Hurricane Idalia made landfall in Florida as a Category 3 storm on Wednesday morning, hitting mostly the central region of the state. As it made its way through the territory, the storm lost strength and is approaching Georgia as a Category 1.
Idalia’s maximum sustained winds are now 80 mph (137 km/h) with strong gusts, according to the latest position update from the National Hurricane Center (NHC). The storm is about 40 kilometers from a town in Georgia.
The storm should continue in the state until Wednesday night, when its center crosses over to South Carolina – which is already suffering impacts from the phenomenon.
Florida, known as the “sunshine state,” has seen clouds close in, tides rise, winds over 200 km/h, power outages and airports closed. In addition, it recorded two deaths in weather-related accidents.

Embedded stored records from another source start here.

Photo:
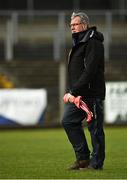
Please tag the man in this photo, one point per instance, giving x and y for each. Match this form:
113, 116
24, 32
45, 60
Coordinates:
86, 79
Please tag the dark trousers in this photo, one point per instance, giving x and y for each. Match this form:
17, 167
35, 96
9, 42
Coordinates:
72, 123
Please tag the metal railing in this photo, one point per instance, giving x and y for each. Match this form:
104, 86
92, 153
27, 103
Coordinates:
49, 32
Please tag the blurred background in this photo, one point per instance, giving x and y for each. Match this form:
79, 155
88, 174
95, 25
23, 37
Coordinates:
34, 43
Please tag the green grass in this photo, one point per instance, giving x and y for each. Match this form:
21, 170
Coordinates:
46, 154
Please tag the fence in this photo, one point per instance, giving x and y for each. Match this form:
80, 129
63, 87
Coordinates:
46, 34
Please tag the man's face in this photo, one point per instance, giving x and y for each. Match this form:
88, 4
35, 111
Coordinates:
76, 25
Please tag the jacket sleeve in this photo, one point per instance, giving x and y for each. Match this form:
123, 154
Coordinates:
94, 53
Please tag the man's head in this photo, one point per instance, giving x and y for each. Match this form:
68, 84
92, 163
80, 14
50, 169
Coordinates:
79, 22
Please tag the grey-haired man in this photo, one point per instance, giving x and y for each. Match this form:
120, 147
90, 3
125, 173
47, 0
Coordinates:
86, 79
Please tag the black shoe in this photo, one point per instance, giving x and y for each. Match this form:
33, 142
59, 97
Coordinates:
79, 165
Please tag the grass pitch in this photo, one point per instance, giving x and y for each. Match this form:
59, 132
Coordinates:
46, 154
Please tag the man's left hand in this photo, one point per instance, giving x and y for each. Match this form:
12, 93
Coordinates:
68, 98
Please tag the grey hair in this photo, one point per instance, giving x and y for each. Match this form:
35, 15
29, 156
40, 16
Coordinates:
84, 18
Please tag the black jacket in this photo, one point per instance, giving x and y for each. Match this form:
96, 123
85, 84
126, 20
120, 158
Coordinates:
86, 64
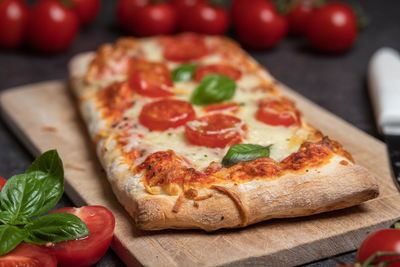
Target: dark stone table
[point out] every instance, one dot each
(337, 83)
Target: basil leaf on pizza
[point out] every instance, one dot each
(10, 237)
(213, 88)
(244, 152)
(184, 73)
(56, 227)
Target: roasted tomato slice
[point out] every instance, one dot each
(221, 69)
(184, 47)
(228, 107)
(28, 254)
(278, 113)
(88, 250)
(218, 130)
(2, 182)
(150, 78)
(166, 113)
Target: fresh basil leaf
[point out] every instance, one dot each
(55, 227)
(184, 73)
(21, 197)
(5, 216)
(244, 152)
(10, 237)
(48, 168)
(213, 88)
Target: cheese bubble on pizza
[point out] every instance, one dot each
(193, 133)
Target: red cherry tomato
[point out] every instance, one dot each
(260, 26)
(184, 47)
(228, 107)
(2, 183)
(386, 240)
(28, 254)
(154, 19)
(204, 18)
(125, 11)
(52, 26)
(13, 21)
(332, 28)
(221, 69)
(298, 17)
(86, 10)
(150, 79)
(278, 113)
(88, 250)
(218, 130)
(166, 113)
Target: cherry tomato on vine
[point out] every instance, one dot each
(28, 254)
(299, 15)
(204, 18)
(52, 26)
(386, 240)
(13, 21)
(2, 182)
(125, 11)
(154, 19)
(88, 250)
(260, 26)
(86, 10)
(332, 28)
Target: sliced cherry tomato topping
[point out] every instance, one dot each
(184, 47)
(150, 79)
(2, 182)
(221, 69)
(167, 113)
(28, 254)
(228, 107)
(278, 113)
(88, 250)
(217, 130)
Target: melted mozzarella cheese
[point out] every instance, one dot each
(283, 140)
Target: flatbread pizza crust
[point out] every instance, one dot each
(330, 187)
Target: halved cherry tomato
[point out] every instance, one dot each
(13, 21)
(221, 69)
(228, 107)
(28, 254)
(278, 113)
(150, 79)
(125, 11)
(88, 250)
(184, 47)
(166, 113)
(217, 130)
(386, 240)
(2, 182)
(154, 19)
(204, 18)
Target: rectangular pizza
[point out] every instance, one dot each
(193, 133)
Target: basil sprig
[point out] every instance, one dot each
(213, 88)
(184, 73)
(32, 194)
(244, 152)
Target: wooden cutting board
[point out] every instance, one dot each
(44, 116)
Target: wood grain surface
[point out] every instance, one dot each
(44, 116)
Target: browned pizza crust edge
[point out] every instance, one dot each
(292, 195)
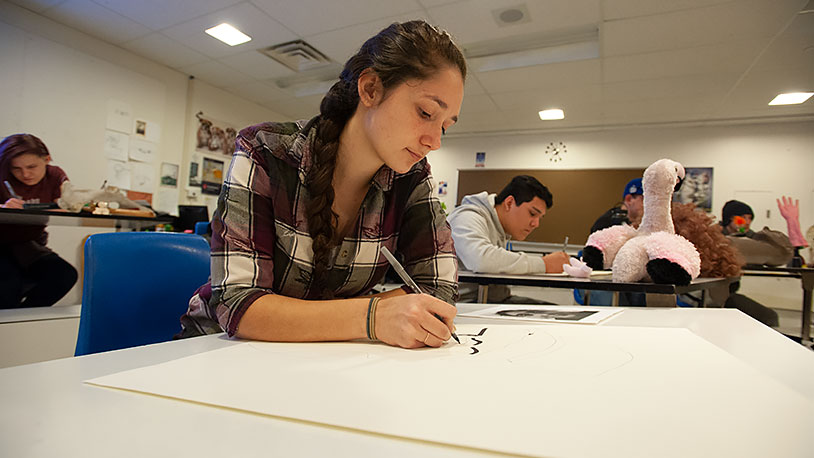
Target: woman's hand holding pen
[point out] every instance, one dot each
(554, 261)
(414, 320)
(13, 203)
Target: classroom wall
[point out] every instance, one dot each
(55, 82)
(752, 162)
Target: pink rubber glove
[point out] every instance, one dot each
(790, 210)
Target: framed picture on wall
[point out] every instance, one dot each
(212, 176)
(697, 188)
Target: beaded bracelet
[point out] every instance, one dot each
(371, 317)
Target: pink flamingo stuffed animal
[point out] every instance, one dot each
(653, 252)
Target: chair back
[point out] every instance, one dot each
(136, 287)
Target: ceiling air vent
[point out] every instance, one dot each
(297, 55)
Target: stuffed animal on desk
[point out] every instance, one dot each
(653, 252)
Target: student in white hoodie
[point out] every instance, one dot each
(484, 223)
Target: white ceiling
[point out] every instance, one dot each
(660, 61)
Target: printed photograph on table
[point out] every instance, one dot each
(214, 137)
(697, 188)
(212, 176)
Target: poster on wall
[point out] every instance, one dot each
(117, 145)
(697, 188)
(212, 176)
(169, 174)
(214, 137)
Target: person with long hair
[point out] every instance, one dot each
(306, 207)
(31, 275)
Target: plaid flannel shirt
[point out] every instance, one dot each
(261, 244)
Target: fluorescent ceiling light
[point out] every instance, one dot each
(531, 57)
(554, 113)
(228, 34)
(791, 98)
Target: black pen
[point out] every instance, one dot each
(406, 279)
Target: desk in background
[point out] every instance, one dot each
(48, 411)
(63, 218)
(659, 295)
(806, 276)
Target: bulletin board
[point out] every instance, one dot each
(580, 196)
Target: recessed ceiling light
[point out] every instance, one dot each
(228, 34)
(791, 98)
(554, 113)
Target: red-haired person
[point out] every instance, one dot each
(31, 275)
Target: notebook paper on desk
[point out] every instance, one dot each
(533, 390)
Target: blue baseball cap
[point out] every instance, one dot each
(634, 187)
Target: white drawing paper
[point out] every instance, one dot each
(119, 116)
(116, 145)
(142, 177)
(142, 150)
(531, 390)
(118, 174)
(548, 314)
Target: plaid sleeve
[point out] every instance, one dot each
(425, 242)
(242, 237)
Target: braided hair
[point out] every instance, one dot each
(402, 51)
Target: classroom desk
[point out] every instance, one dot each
(658, 295)
(63, 218)
(48, 411)
(806, 276)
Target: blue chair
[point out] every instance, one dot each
(136, 287)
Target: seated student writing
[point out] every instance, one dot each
(31, 275)
(306, 207)
(484, 223)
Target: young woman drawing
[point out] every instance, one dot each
(306, 207)
(31, 275)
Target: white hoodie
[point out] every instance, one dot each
(480, 239)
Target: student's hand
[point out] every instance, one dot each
(554, 261)
(410, 321)
(13, 203)
(789, 209)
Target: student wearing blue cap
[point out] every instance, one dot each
(630, 209)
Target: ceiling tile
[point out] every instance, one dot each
(96, 20)
(745, 20)
(159, 14)
(342, 43)
(257, 65)
(38, 6)
(250, 20)
(258, 92)
(728, 58)
(578, 73)
(310, 17)
(618, 9)
(165, 50)
(296, 108)
(478, 23)
(216, 74)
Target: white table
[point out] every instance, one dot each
(48, 411)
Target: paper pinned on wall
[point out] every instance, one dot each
(116, 145)
(143, 151)
(150, 131)
(544, 390)
(166, 201)
(118, 174)
(119, 116)
(142, 177)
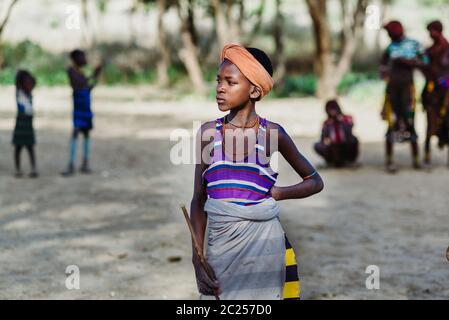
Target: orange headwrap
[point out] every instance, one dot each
(249, 66)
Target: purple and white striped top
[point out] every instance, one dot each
(244, 183)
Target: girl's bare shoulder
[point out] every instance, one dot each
(275, 126)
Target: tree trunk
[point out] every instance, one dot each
(330, 73)
(188, 54)
(2, 28)
(164, 53)
(232, 22)
(257, 24)
(221, 24)
(88, 35)
(279, 76)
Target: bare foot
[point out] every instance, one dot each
(391, 168)
(34, 174)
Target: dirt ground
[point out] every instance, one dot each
(122, 225)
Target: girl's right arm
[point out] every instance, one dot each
(198, 216)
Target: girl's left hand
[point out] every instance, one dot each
(275, 193)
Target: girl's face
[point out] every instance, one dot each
(233, 89)
(332, 112)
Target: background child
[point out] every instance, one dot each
(401, 57)
(338, 146)
(23, 135)
(82, 112)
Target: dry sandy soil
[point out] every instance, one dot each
(122, 225)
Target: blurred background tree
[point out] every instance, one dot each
(318, 47)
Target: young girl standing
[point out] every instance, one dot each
(23, 135)
(234, 192)
(82, 112)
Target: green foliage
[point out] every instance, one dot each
(306, 84)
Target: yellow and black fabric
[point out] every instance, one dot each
(292, 286)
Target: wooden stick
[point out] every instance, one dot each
(199, 251)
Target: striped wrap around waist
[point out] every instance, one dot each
(246, 249)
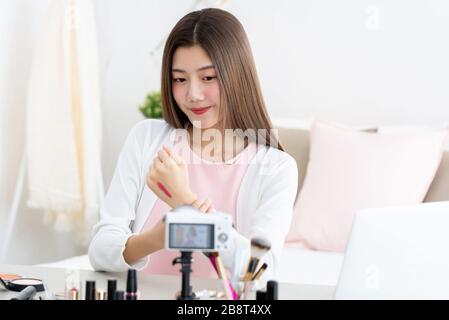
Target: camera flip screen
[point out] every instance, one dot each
(191, 236)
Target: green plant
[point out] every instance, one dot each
(152, 108)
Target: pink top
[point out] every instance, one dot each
(218, 181)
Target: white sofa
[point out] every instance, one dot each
(300, 265)
(319, 267)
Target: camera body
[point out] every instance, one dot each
(188, 229)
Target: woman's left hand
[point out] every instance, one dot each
(168, 179)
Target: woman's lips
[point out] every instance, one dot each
(200, 110)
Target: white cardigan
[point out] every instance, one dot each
(264, 205)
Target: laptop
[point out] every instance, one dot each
(397, 253)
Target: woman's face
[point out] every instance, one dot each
(195, 86)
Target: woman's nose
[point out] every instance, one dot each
(195, 92)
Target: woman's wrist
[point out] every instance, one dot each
(186, 199)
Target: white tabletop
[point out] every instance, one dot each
(151, 287)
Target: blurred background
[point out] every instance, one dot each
(355, 62)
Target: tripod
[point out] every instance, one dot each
(186, 262)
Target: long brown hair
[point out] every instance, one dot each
(223, 38)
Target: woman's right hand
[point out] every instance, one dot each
(204, 206)
(168, 179)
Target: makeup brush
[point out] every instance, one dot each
(259, 247)
(259, 272)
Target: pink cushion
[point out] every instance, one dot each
(349, 170)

A 59-year-old Gainesville man was driving a pickup truck in “extremely rainy conditions” at around 7 a.m. [horário de Brasília]when it swerved and fell into a ditch, according to an accident report from the Highway Police.

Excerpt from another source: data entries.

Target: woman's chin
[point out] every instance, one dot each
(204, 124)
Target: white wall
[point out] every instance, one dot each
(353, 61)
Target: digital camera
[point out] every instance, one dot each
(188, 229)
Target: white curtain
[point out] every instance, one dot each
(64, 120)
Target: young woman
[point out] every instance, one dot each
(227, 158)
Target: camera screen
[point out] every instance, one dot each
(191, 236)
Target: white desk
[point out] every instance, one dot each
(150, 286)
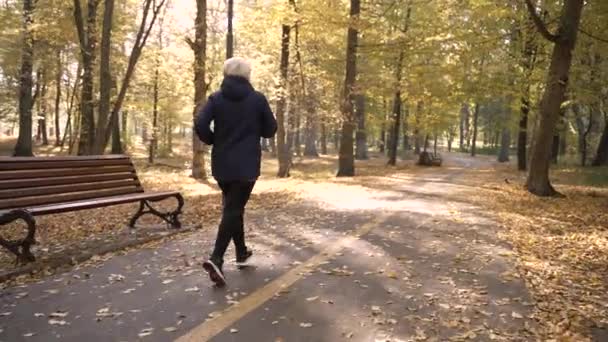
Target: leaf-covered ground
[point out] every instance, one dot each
(561, 246)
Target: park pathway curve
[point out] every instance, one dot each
(392, 258)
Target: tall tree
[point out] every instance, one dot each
(284, 152)
(24, 142)
(475, 126)
(346, 160)
(554, 94)
(229, 34)
(105, 73)
(361, 135)
(151, 11)
(87, 37)
(601, 156)
(58, 77)
(199, 47)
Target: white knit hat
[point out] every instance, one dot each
(237, 66)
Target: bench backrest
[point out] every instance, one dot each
(27, 182)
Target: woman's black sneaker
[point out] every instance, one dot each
(215, 273)
(243, 260)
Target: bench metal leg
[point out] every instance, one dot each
(171, 218)
(21, 248)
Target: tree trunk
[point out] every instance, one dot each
(394, 135)
(88, 42)
(199, 46)
(404, 128)
(105, 75)
(601, 156)
(361, 135)
(522, 135)
(464, 119)
(396, 122)
(296, 134)
(346, 160)
(381, 148)
(505, 144)
(154, 140)
(553, 96)
(283, 150)
(58, 77)
(310, 146)
(124, 130)
(23, 148)
(150, 7)
(417, 137)
(475, 122)
(229, 34)
(323, 138)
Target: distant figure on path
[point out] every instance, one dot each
(241, 116)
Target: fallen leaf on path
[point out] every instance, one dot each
(58, 314)
(516, 315)
(57, 322)
(145, 332)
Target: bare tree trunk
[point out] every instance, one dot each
(199, 46)
(323, 138)
(417, 137)
(404, 128)
(346, 160)
(88, 43)
(58, 77)
(150, 8)
(154, 140)
(124, 130)
(24, 141)
(296, 133)
(505, 144)
(282, 147)
(601, 156)
(105, 75)
(310, 133)
(554, 94)
(464, 117)
(475, 122)
(229, 34)
(361, 134)
(394, 135)
(42, 108)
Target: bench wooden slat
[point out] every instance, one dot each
(96, 203)
(36, 182)
(21, 174)
(11, 166)
(61, 198)
(62, 158)
(61, 189)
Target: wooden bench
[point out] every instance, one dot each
(39, 186)
(429, 159)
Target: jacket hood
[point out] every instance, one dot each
(236, 88)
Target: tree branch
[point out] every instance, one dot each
(603, 40)
(79, 24)
(540, 25)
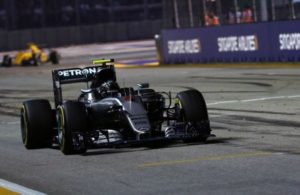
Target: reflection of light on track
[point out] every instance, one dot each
(8, 188)
(208, 158)
(255, 100)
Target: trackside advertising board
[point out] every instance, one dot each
(272, 41)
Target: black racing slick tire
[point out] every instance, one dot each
(36, 124)
(72, 124)
(194, 111)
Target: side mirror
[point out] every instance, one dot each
(143, 85)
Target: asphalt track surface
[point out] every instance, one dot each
(254, 114)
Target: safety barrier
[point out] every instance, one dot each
(72, 35)
(259, 42)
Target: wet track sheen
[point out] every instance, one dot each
(254, 113)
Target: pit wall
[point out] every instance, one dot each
(74, 35)
(259, 42)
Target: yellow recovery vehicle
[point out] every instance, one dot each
(33, 56)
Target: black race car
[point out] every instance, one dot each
(106, 115)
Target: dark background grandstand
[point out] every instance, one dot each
(65, 22)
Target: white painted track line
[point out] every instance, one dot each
(254, 100)
(18, 188)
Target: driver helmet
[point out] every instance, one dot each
(110, 86)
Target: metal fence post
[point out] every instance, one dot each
(191, 13)
(176, 14)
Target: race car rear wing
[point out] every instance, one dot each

According to another accident report, a 40-year-old Spring Hill man was driving a pickup truck at 7:15 a.m. [horário de Brasília], during bad weather that preceded the arrival of the Idalia. The driver was “travelling too fast for the conditions” and “lost control”, according to the highway patrol.
Around the same time, Florida Governor Ron DeSantis urged people to heed warnings from emergency officials to protect themselves and “don’t play with these winds.”
“This level of storm is life threatening. Don’t go out in the middle of this storm. If it’s calm where you are, conditions can change very quickly. So wherever you are, hunker down and don’t take anything for granted here. This is a very, very powerful storm.”
“Just crouch down until she passes you. You don’t want to play with those winds. There will be things flying all over the place,” she reinforced.
Some regions have recorded record sea rises, such as Cedar Key on Florida’s Gulf Coast, which peaked at eight to eight feet. Water levels were nearly 2 meters above the highest normal tides, surpassing Hurricane Hermine’s 2016 record of 1.83 m.